China fails to address Western concerns in human rights report
BEIJING, 2/17/2000 (AP) China cannot copy Western methods for promoting
human rights, the government said Thursday in a report on its rights
record that ignored concerns raised by foreign governments and critics.
Publication of the 20-page report came weeks before China will face a
U.S. effort to censure Beijing at the U.N. Human Rights Commission,
which begins its six-week annual session next month.
Beijing's rights record is also being scrutinized in a U.S.
Congressional debate over a deal that would enable China to join the
World Trade Organization.
The report, published by the Information Office of the State Council, or
Cabinet, listed major improvements in health care, education, social
welfare, poverty alleviation and other fields in the 50 years since the
Communist Party took power.
The government often has contended that such quality of life issues
outweigh concerns about protection of civil liberties.

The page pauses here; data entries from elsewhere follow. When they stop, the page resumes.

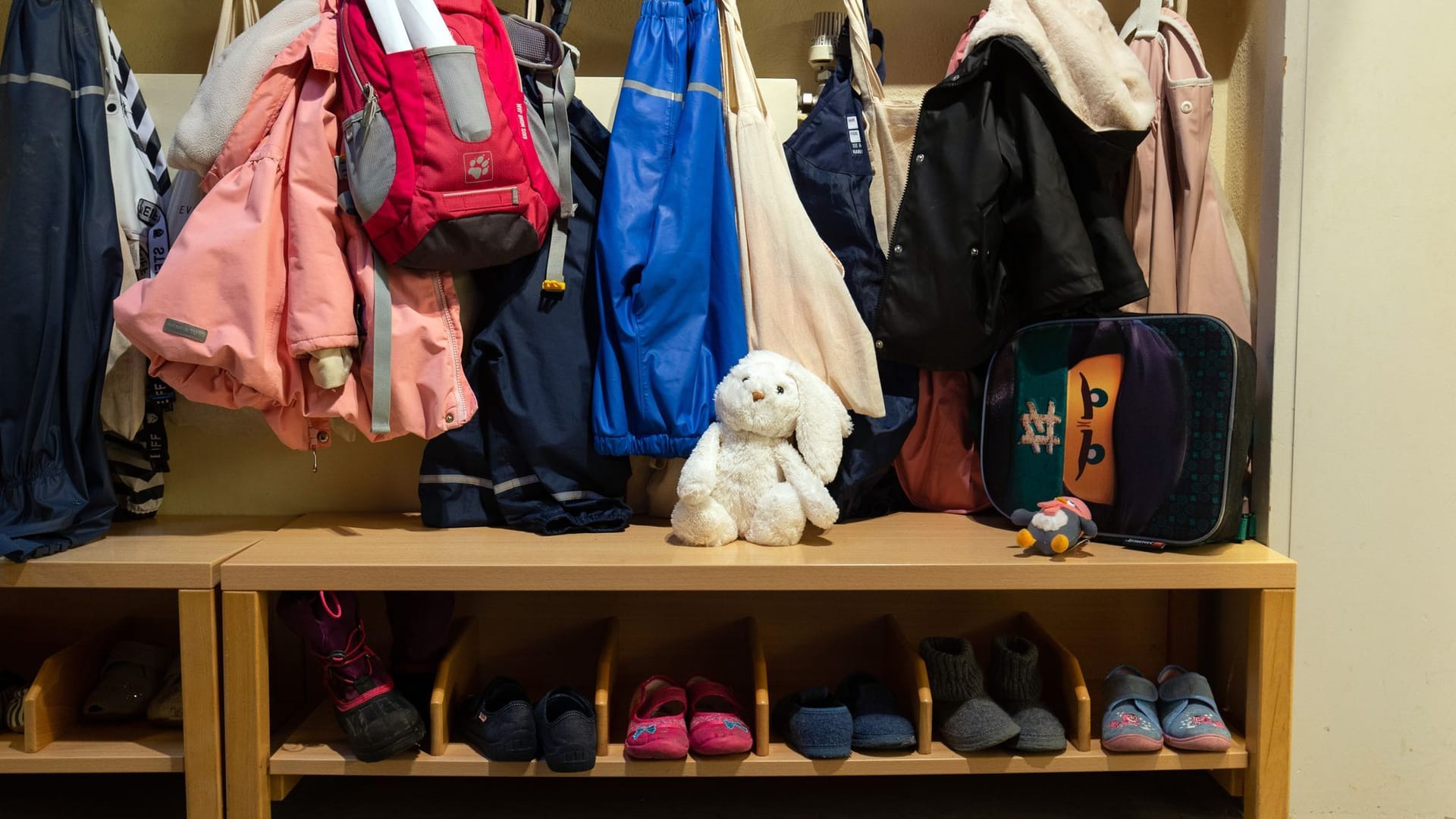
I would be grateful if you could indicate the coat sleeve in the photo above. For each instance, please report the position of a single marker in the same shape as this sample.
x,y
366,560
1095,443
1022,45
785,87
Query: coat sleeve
x,y
1049,256
321,289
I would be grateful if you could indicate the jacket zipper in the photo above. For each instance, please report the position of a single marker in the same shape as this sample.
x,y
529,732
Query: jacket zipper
x,y
452,341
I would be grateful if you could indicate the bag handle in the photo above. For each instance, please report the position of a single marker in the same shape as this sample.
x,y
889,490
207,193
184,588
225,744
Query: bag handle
x,y
868,76
228,27
736,52
1144,24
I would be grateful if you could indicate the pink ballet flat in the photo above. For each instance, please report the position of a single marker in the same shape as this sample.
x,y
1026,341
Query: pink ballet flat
x,y
658,727
717,723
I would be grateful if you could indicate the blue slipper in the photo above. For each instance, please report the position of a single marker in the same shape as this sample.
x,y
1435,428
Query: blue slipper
x,y
816,723
1130,722
1190,717
878,723
498,722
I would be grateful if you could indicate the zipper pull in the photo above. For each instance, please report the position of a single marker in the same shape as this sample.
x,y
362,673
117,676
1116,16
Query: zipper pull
x,y
370,105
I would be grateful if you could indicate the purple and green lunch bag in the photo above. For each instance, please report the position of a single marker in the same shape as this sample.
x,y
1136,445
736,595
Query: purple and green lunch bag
x,y
1145,419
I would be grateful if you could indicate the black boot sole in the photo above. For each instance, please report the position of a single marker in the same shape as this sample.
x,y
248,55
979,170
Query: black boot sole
x,y
397,745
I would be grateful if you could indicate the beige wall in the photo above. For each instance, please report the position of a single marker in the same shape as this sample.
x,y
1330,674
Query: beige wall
x,y
1372,465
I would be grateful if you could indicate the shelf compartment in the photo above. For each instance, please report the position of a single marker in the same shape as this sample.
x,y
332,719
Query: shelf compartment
x,y
1063,689
821,651
469,664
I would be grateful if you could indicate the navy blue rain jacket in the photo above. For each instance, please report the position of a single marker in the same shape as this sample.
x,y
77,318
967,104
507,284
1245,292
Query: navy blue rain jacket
x,y
61,270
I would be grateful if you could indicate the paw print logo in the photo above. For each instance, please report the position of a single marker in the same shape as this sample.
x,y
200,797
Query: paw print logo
x,y
478,167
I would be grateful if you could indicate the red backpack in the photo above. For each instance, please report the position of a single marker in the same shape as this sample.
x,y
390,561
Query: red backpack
x,y
437,149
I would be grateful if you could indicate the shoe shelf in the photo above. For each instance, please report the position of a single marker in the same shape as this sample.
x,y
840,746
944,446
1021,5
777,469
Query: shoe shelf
x,y
155,580
601,613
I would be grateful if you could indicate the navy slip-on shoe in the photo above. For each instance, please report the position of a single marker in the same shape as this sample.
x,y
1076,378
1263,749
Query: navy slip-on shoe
x,y
816,723
500,723
566,727
878,722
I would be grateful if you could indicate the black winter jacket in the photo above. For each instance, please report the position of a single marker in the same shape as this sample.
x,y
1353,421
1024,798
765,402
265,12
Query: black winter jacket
x,y
1011,213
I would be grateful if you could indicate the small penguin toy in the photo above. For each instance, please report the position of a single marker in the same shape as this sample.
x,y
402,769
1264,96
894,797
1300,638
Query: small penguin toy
x,y
1057,528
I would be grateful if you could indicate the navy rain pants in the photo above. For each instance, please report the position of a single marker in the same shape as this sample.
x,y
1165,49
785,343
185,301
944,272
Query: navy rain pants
x,y
526,458
60,273
832,174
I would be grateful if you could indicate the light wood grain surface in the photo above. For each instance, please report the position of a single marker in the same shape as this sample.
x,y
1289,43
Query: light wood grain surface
x,y
127,748
166,553
900,551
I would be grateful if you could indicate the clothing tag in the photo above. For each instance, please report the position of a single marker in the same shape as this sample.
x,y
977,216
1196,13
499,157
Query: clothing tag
x,y
174,327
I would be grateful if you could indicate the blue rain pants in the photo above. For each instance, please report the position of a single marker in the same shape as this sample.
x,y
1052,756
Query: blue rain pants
x,y
667,243
526,458
60,273
832,172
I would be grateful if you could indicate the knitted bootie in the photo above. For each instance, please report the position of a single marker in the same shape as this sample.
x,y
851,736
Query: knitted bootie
x,y
1015,682
965,713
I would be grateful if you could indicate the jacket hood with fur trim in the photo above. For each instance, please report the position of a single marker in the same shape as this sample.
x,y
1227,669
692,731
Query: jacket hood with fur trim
x,y
1097,74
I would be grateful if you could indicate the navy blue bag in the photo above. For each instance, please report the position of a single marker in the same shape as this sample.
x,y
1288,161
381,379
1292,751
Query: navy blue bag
x,y
61,270
667,245
832,172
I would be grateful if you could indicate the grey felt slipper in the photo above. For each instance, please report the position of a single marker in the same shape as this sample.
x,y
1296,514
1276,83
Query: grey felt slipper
x,y
965,716
1015,682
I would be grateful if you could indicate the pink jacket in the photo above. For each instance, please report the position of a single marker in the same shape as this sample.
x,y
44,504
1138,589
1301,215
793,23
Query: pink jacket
x,y
268,270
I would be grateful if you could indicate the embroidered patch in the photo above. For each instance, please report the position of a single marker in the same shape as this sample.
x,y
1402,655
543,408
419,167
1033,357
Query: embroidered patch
x,y
478,167
1040,428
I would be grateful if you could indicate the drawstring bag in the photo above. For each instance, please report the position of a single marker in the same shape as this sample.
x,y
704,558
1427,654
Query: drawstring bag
x,y
792,284
667,241
833,172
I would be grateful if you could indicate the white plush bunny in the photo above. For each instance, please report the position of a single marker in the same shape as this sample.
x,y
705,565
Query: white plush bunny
x,y
746,479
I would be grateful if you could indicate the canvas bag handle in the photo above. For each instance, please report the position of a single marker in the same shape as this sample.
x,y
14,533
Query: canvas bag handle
x,y
228,25
736,53
867,72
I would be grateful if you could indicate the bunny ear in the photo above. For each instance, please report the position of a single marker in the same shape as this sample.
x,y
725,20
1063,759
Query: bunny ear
x,y
823,425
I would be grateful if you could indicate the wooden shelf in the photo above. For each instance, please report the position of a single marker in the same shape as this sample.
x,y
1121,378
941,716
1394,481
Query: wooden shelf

The Chinese now ''enjoy unprecedented democracy and freedom,'' the
report said while also conceding that China's democratic and legal
systems show ''room for improvement.''
But it did not touch on many issues frequently raised by foreign
governments and rights groups: China's world-leading use of the death
penalty, a prohibition on organized political dissent and the sentencing
of people without trial to labor camps.
The report said the average life expectancy of Tibetans has jumped from
36 to 65 years under communist rule, but it did not address repeated
appeals by foreign governments to open talks with the Dalai Lama,
Tibet's exiled spiritual leader. Nor did it mention the seven-month
crackdown on the Falun Gong spiritual movement, which has seen thousands
detained or imprisoned.
It also did not mention two international human rights treaties that
Beijing has signed but not ratified.
The report said that as a developing country with 1.25 billion people
and a relative shortage of resources and wealth, ''China cannot copy the
mode of human rights development of the developed Western countries, nor
can it copy the methods of other developing countries.''
''China can only start from its own reality and explore a road with its
own characteristics,'' the report said.
It reiterated the government's long-standing argument that the right to
food, clothing, housing and economic progress what the report termed
''subsistence and development'' takes precedence over political, social,
economic, cultural, individual and collective rights.